Editorial: Soaring student fees limit access to higher education

It is time for the newest wave of charges to stop. Students, instead of seeing massive hikes in tuition, are being charged fees at rampant rates–from a $202 incidental fee that pays for student groups, to an $87 technology fee that pays for our computers.

It is time for the newest wave of charges to stop. Students, instead of seeing massive hikes in tuition, are being charged fees at rampant rates–from a $202 incidental fee that pays for student groups, to an $87 technology fee that pays for our computers.

Why then are student fees so high? They have long been thought of as the savior of funding problems in Oregon universities. Until Oregon schools see public funding levels that can pay for the necessary administrative services, fees will continue to pry money out of students’ hands.

This year, students in Oregon will pay the most student fees in Oregon University System history. There has been at least one fee that has jumped by 20 percent at Portland State for the last three years. Some fees have skyrocketed by this amount for multiple years in a row.

But the majority of complaints about the epidemic of the soaring cost of college go toward tuition. People complain about the close to $20,000 of average debt per student, and reference the ease with which students a generation before us paid tuition.

And it is true: tuition makes up the majority of the cost of college and the majority of our debt.

It is fees, however, that have seen the highest percentage jumps in recent years. Although state and school officials have tried to cut the costs of college by halting tuition hikes at times, fees continue to rise. Whether or not administrators and student leaders are intentionally trying to use student fees to make up for the costs that tuition does not cover, the fees are used as such.

It is fees such as the indirect cost–a surcharge of the student incidental fee that is intended to pay for paperwork created by student groups–that have made college unaffordable. The indirect cost had previously been paid for by the state, and should continue to be paid for by the state.

Luckily, the surcharge was limited to 1 percent of the entire incidental fee. Still, that 1 percent totaled $100,000, which helped create the largest student incidental fee Portland State has ever seen. When charged to PSU students, the total for the incidental fee (which pays for all student groups, including athletics and the Vanguard) is over $12 million.

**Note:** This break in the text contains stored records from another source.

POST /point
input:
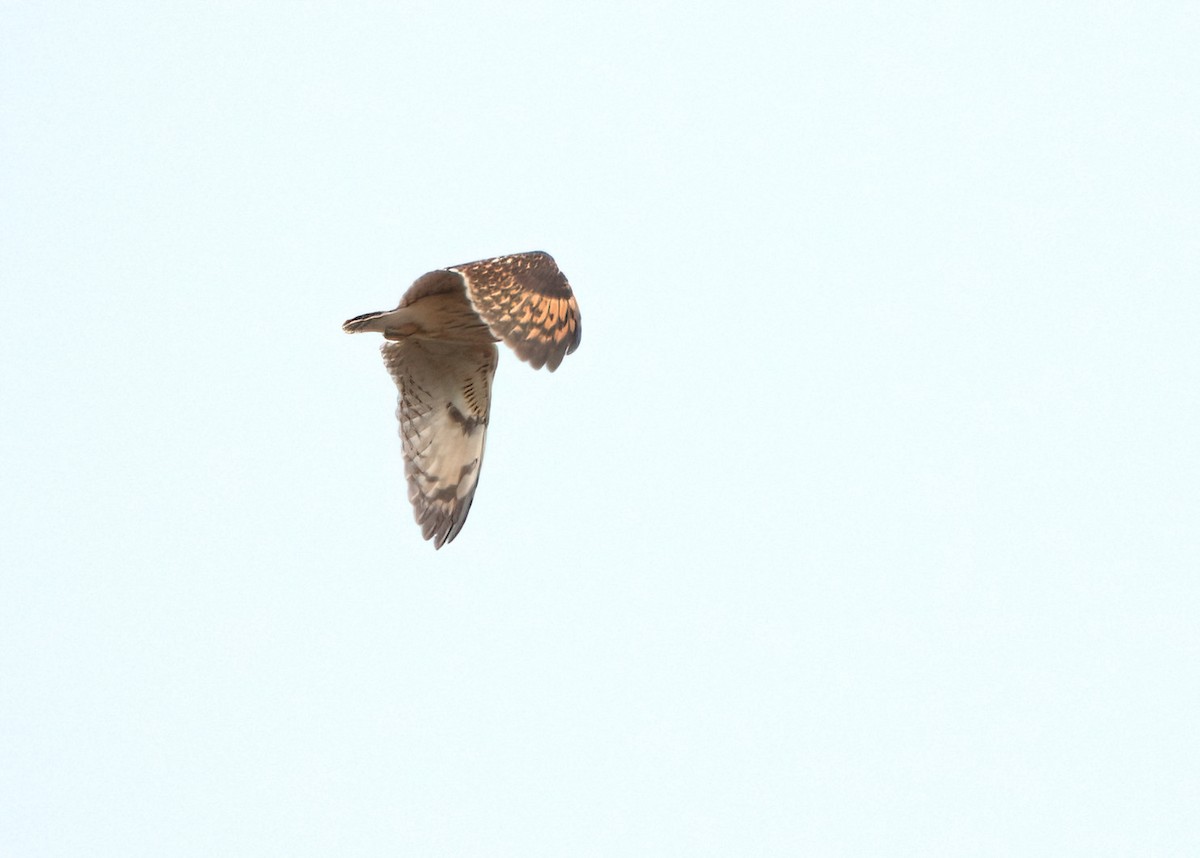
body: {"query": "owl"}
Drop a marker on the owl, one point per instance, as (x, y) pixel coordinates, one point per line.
(441, 351)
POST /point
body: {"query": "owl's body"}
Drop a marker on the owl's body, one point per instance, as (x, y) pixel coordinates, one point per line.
(442, 354)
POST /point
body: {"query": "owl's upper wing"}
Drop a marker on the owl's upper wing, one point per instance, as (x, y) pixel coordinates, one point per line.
(526, 301)
(445, 393)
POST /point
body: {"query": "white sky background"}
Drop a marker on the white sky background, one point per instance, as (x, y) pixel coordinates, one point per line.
(864, 521)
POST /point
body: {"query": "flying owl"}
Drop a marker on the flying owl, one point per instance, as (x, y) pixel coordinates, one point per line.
(441, 351)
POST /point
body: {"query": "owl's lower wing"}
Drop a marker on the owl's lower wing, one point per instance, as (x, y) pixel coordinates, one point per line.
(445, 393)
(526, 301)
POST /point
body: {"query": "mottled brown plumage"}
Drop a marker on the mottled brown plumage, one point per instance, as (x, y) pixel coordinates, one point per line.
(441, 352)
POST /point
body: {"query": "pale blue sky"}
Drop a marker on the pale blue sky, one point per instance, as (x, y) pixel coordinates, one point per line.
(863, 522)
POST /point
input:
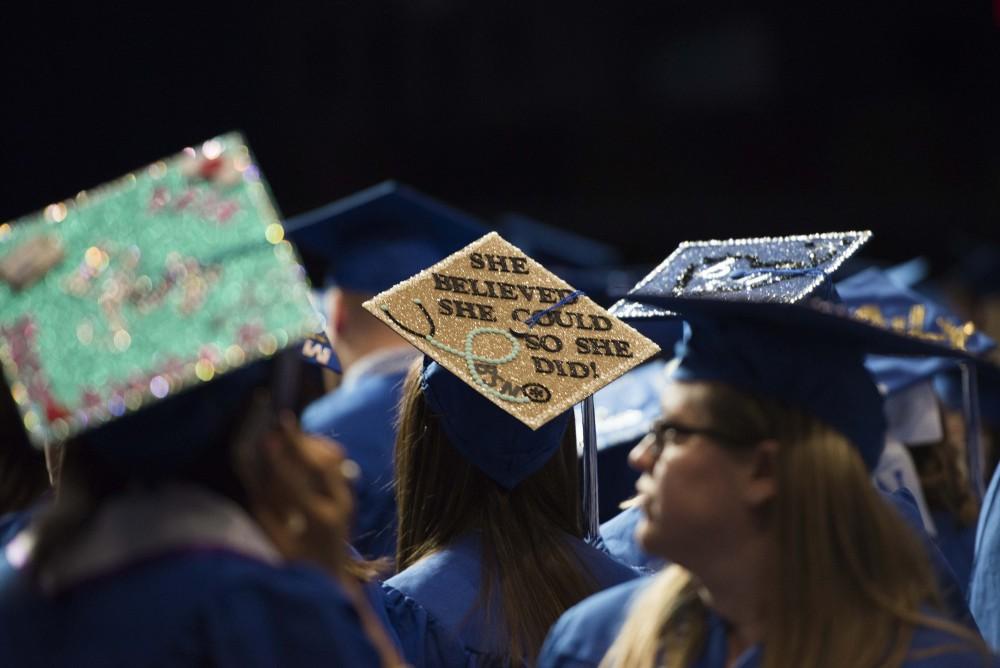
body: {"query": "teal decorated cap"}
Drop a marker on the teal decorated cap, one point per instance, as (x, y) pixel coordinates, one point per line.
(127, 295)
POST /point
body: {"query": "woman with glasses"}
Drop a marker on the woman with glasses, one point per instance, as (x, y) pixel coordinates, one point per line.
(756, 487)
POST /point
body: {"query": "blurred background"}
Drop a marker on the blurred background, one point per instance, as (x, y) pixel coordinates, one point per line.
(638, 124)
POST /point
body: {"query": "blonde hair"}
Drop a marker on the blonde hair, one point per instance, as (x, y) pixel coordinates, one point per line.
(849, 566)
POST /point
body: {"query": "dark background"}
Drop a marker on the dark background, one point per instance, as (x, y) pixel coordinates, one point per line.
(640, 124)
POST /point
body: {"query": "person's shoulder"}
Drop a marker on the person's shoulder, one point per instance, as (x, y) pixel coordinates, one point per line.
(370, 395)
(604, 567)
(447, 572)
(583, 634)
(938, 646)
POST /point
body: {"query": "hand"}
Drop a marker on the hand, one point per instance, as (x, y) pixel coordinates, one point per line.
(299, 494)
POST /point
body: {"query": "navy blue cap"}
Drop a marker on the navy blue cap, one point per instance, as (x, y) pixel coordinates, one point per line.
(556, 247)
(591, 266)
(761, 315)
(786, 269)
(874, 296)
(625, 408)
(173, 433)
(491, 439)
(371, 240)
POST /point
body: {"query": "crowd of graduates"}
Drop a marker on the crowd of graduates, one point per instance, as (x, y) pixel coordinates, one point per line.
(802, 475)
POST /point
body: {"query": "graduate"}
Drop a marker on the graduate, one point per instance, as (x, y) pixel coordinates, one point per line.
(984, 586)
(756, 486)
(623, 411)
(194, 524)
(931, 462)
(358, 246)
(491, 547)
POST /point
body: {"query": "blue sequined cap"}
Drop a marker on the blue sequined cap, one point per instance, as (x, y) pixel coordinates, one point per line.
(762, 315)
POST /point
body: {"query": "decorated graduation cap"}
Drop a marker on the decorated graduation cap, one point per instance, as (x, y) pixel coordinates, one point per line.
(371, 240)
(762, 315)
(590, 265)
(510, 349)
(164, 286)
(873, 295)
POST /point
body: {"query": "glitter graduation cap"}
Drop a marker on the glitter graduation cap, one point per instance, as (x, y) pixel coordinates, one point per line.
(761, 314)
(142, 288)
(513, 348)
(371, 240)
(872, 295)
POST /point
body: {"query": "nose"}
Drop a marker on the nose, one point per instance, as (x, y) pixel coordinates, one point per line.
(643, 456)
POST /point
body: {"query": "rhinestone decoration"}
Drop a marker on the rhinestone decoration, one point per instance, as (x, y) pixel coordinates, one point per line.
(770, 269)
(511, 329)
(168, 276)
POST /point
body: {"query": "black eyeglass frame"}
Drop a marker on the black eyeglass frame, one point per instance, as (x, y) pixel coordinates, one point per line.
(664, 431)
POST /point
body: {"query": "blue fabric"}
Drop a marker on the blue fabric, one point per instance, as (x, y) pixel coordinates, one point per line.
(984, 587)
(582, 636)
(780, 363)
(362, 418)
(584, 633)
(620, 542)
(873, 295)
(434, 605)
(624, 410)
(184, 609)
(951, 587)
(371, 240)
(957, 544)
(490, 438)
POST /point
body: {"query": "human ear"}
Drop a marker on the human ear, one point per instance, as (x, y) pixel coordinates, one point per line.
(337, 311)
(762, 481)
(641, 457)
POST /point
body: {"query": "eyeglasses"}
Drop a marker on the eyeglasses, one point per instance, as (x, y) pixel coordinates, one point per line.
(663, 432)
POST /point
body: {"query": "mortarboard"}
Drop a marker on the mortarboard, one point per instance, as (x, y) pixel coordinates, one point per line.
(873, 295)
(510, 349)
(762, 315)
(134, 312)
(624, 411)
(371, 240)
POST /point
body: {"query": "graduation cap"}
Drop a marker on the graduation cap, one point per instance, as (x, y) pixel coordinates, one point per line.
(762, 315)
(623, 413)
(590, 265)
(908, 383)
(510, 349)
(371, 240)
(132, 312)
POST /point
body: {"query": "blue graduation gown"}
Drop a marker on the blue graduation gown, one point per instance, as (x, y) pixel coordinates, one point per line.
(584, 633)
(984, 587)
(434, 605)
(581, 639)
(361, 416)
(177, 603)
(957, 544)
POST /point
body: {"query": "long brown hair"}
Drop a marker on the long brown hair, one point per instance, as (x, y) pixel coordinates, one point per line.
(847, 567)
(530, 572)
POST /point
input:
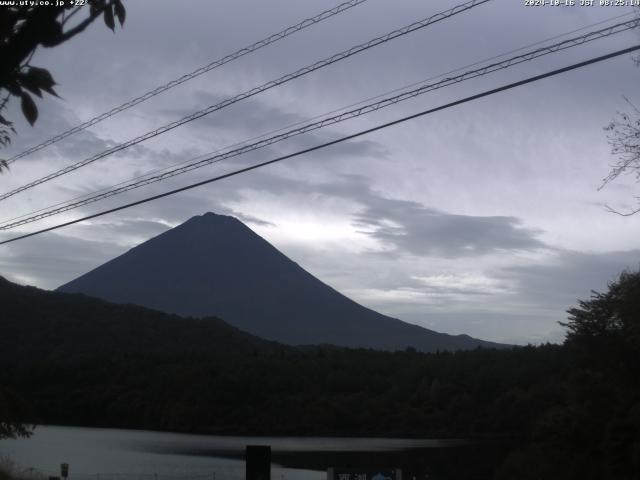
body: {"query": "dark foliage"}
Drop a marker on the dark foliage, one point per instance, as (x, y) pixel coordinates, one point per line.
(570, 411)
(23, 28)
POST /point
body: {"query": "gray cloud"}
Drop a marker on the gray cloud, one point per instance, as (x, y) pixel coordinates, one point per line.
(410, 227)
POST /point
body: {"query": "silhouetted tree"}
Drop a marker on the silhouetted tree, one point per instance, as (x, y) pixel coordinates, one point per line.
(614, 314)
(624, 139)
(23, 28)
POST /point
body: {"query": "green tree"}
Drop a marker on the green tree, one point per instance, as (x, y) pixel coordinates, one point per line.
(24, 28)
(614, 314)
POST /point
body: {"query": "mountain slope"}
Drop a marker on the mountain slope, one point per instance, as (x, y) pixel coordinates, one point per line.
(215, 265)
(38, 324)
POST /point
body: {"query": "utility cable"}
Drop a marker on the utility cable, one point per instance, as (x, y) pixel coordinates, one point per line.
(336, 141)
(200, 162)
(195, 73)
(254, 91)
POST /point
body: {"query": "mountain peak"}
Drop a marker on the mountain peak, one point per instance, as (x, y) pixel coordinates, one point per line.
(214, 265)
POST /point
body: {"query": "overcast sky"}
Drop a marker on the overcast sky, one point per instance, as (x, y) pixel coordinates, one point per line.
(483, 219)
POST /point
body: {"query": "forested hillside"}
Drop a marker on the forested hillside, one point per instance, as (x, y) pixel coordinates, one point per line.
(570, 411)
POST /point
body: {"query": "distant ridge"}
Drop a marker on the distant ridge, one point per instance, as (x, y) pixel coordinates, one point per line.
(39, 324)
(214, 265)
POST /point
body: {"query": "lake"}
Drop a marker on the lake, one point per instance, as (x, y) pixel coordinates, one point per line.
(112, 454)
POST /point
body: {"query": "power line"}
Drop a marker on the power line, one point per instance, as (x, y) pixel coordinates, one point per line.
(334, 142)
(200, 162)
(254, 91)
(195, 73)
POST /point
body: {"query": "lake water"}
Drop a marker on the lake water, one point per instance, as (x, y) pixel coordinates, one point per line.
(110, 454)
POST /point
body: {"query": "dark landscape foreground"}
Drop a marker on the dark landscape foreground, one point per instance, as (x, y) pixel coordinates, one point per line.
(570, 411)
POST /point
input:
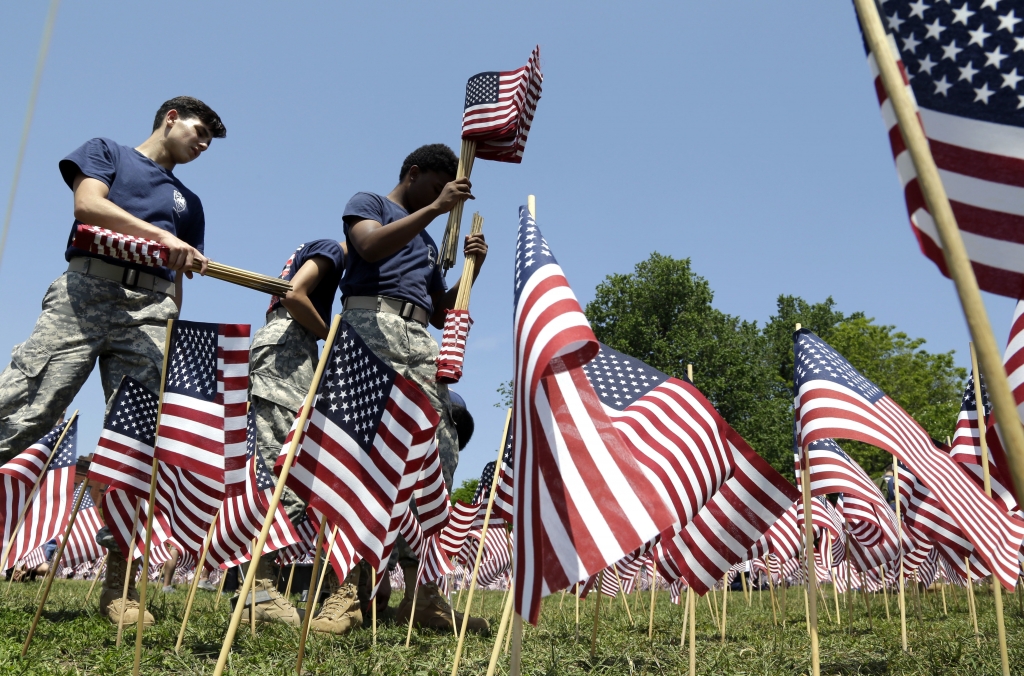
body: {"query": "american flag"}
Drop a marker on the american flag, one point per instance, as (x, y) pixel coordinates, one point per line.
(963, 67)
(82, 547)
(19, 475)
(500, 108)
(455, 534)
(433, 505)
(203, 415)
(47, 513)
(582, 502)
(124, 454)
(835, 400)
(242, 516)
(967, 447)
(363, 450)
(749, 503)
(872, 522)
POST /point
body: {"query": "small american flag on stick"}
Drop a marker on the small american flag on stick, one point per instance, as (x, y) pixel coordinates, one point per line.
(364, 448)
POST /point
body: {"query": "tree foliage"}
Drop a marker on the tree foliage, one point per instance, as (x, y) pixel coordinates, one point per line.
(663, 313)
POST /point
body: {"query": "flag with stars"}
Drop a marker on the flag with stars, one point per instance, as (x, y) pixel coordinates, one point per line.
(82, 546)
(500, 108)
(47, 512)
(967, 447)
(124, 454)
(582, 501)
(835, 400)
(242, 516)
(965, 67)
(363, 450)
(203, 414)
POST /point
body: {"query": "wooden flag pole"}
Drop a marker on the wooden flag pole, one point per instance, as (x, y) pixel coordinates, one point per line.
(54, 564)
(619, 581)
(812, 578)
(128, 576)
(311, 594)
(899, 533)
(291, 577)
(996, 587)
(653, 597)
(300, 425)
(972, 604)
(32, 496)
(483, 535)
(957, 261)
(150, 511)
(220, 588)
(691, 600)
(99, 573)
(725, 601)
(597, 615)
(516, 635)
(195, 585)
(502, 629)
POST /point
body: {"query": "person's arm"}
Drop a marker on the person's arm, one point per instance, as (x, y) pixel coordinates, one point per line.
(297, 301)
(475, 246)
(375, 242)
(92, 207)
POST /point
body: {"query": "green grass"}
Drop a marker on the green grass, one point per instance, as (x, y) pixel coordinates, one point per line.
(73, 638)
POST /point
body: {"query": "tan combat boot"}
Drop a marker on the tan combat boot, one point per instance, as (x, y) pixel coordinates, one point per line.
(110, 595)
(433, 610)
(270, 605)
(341, 610)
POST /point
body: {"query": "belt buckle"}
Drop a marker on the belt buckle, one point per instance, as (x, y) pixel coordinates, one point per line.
(129, 278)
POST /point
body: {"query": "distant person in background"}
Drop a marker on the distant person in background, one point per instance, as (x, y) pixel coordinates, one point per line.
(282, 364)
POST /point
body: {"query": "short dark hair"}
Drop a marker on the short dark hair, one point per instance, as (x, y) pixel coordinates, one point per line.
(187, 108)
(433, 157)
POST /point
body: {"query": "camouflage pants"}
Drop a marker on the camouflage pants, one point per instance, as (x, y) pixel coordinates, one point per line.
(84, 319)
(411, 350)
(282, 364)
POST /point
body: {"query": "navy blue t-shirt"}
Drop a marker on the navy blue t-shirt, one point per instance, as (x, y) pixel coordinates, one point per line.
(411, 273)
(323, 296)
(141, 187)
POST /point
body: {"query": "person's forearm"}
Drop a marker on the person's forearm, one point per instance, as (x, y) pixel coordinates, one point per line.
(103, 213)
(302, 310)
(380, 243)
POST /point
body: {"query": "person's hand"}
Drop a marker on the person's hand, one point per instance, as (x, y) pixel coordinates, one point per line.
(475, 246)
(181, 256)
(455, 193)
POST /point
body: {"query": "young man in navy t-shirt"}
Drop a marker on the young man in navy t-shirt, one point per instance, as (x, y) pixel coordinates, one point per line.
(105, 309)
(391, 290)
(282, 364)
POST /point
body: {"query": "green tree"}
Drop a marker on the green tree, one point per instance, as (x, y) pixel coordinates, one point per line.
(465, 492)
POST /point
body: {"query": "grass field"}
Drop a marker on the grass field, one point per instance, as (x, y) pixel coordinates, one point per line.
(73, 638)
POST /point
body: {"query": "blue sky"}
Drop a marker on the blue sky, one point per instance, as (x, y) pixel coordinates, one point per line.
(743, 135)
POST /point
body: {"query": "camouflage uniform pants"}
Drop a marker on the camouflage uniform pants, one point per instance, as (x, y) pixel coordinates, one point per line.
(84, 319)
(282, 364)
(410, 349)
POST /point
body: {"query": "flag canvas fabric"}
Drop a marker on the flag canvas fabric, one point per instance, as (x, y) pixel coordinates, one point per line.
(47, 513)
(19, 474)
(123, 458)
(363, 450)
(582, 502)
(963, 65)
(82, 546)
(242, 516)
(203, 413)
(966, 449)
(500, 109)
(835, 400)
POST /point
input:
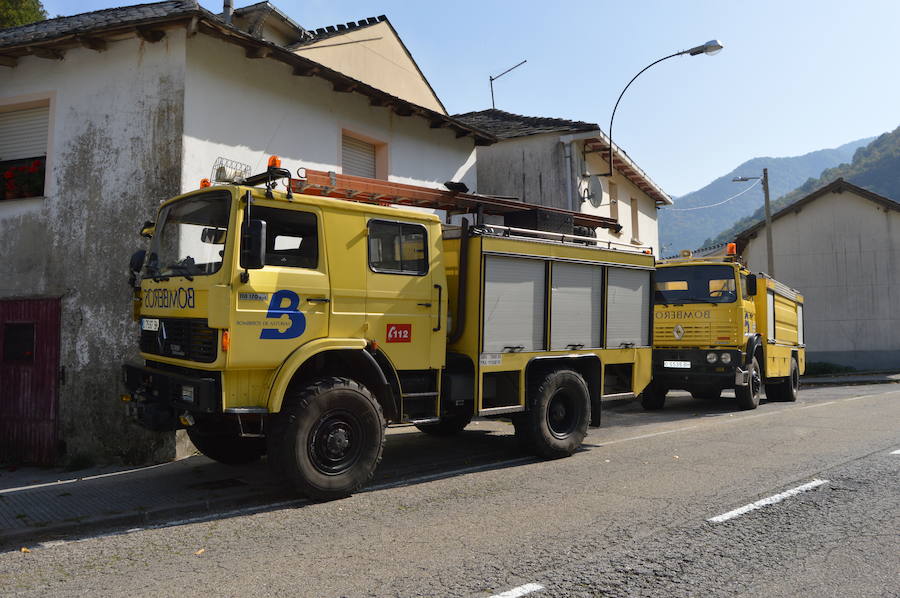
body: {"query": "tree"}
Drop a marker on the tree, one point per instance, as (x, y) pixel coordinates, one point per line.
(20, 12)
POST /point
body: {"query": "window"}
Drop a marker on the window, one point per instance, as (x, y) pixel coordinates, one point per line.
(614, 201)
(18, 342)
(292, 237)
(635, 215)
(358, 157)
(23, 151)
(398, 248)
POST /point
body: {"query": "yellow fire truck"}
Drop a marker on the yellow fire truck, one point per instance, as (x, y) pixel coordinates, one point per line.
(717, 326)
(298, 323)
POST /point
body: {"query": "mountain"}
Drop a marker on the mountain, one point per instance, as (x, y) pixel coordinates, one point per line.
(875, 167)
(689, 229)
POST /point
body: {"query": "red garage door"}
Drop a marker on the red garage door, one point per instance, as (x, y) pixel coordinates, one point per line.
(29, 371)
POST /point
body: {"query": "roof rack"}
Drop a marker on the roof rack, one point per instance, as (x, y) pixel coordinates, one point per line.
(380, 192)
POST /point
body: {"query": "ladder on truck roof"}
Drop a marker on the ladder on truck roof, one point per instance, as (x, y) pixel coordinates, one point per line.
(380, 192)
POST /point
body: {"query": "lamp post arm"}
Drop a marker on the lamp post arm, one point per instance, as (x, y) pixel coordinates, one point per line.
(613, 116)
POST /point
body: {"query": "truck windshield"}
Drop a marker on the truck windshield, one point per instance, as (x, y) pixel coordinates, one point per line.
(695, 284)
(190, 237)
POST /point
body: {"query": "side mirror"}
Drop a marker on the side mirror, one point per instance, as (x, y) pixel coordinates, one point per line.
(135, 265)
(148, 229)
(253, 245)
(214, 236)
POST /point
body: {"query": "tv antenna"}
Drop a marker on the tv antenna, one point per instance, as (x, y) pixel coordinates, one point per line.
(492, 79)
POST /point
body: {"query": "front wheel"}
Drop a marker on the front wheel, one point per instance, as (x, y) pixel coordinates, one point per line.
(559, 410)
(748, 396)
(330, 439)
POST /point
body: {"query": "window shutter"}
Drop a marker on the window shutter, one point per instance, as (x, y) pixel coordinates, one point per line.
(23, 133)
(358, 157)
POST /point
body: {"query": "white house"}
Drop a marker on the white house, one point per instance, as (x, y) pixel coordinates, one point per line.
(104, 114)
(840, 247)
(564, 163)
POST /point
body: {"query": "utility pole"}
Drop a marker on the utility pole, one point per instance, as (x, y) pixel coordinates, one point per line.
(769, 254)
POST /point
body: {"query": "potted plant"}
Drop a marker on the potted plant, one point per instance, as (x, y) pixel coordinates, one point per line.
(24, 180)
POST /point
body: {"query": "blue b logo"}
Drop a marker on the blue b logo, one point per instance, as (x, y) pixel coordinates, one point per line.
(291, 310)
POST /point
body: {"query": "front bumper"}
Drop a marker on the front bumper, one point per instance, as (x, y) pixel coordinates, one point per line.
(700, 373)
(160, 393)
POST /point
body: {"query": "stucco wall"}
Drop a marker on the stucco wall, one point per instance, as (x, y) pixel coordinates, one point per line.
(247, 109)
(842, 252)
(534, 169)
(114, 152)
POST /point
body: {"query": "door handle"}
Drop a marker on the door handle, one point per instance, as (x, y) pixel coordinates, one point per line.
(440, 300)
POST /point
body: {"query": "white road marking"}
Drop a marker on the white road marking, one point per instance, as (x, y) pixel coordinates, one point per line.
(520, 591)
(93, 477)
(766, 501)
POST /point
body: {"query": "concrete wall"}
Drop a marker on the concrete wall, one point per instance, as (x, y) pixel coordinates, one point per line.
(842, 252)
(534, 169)
(375, 55)
(247, 109)
(114, 152)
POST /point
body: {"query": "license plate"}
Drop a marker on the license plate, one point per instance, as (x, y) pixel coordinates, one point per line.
(683, 365)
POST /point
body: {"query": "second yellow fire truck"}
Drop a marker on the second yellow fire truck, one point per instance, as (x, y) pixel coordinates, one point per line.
(717, 326)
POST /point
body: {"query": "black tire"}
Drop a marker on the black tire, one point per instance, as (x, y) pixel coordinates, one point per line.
(229, 449)
(787, 389)
(748, 396)
(449, 425)
(328, 439)
(653, 398)
(559, 410)
(707, 394)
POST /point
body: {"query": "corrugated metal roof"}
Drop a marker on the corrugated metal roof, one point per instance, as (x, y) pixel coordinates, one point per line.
(50, 29)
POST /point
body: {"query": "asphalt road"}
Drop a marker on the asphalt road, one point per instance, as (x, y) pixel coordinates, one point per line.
(627, 516)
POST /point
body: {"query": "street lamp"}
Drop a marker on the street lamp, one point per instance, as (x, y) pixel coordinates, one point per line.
(765, 179)
(711, 47)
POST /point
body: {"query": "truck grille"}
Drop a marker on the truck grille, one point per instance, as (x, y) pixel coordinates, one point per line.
(182, 338)
(696, 334)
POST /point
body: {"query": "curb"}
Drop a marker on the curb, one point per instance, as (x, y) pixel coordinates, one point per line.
(74, 531)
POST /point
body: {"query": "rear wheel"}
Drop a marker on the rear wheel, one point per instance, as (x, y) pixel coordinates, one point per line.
(748, 396)
(556, 422)
(787, 389)
(654, 397)
(330, 438)
(229, 449)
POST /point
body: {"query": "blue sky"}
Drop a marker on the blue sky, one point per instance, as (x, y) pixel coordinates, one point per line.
(795, 76)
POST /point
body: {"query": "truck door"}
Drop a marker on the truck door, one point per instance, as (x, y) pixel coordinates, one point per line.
(406, 293)
(286, 303)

It is because of charges like the indirect cost–charges that should be paid for by public money—that students are taking on the extra burden of the cost of college.

The New York Times reported on the increasing costs of student fees at the University of Oregon on Sept. 4, citing a new energy fee that administrators have implemented to pay for the rising utility bill costs. The article reported a common complaint among administrators: that there isn’t enough state funding to pay for everything. So they look to student fees.

Public access to higher education is more important now than ever. The increase of private student fees to pay for services that should be paid for with public money needs to stop. It is making public access to higher education more difficult every day.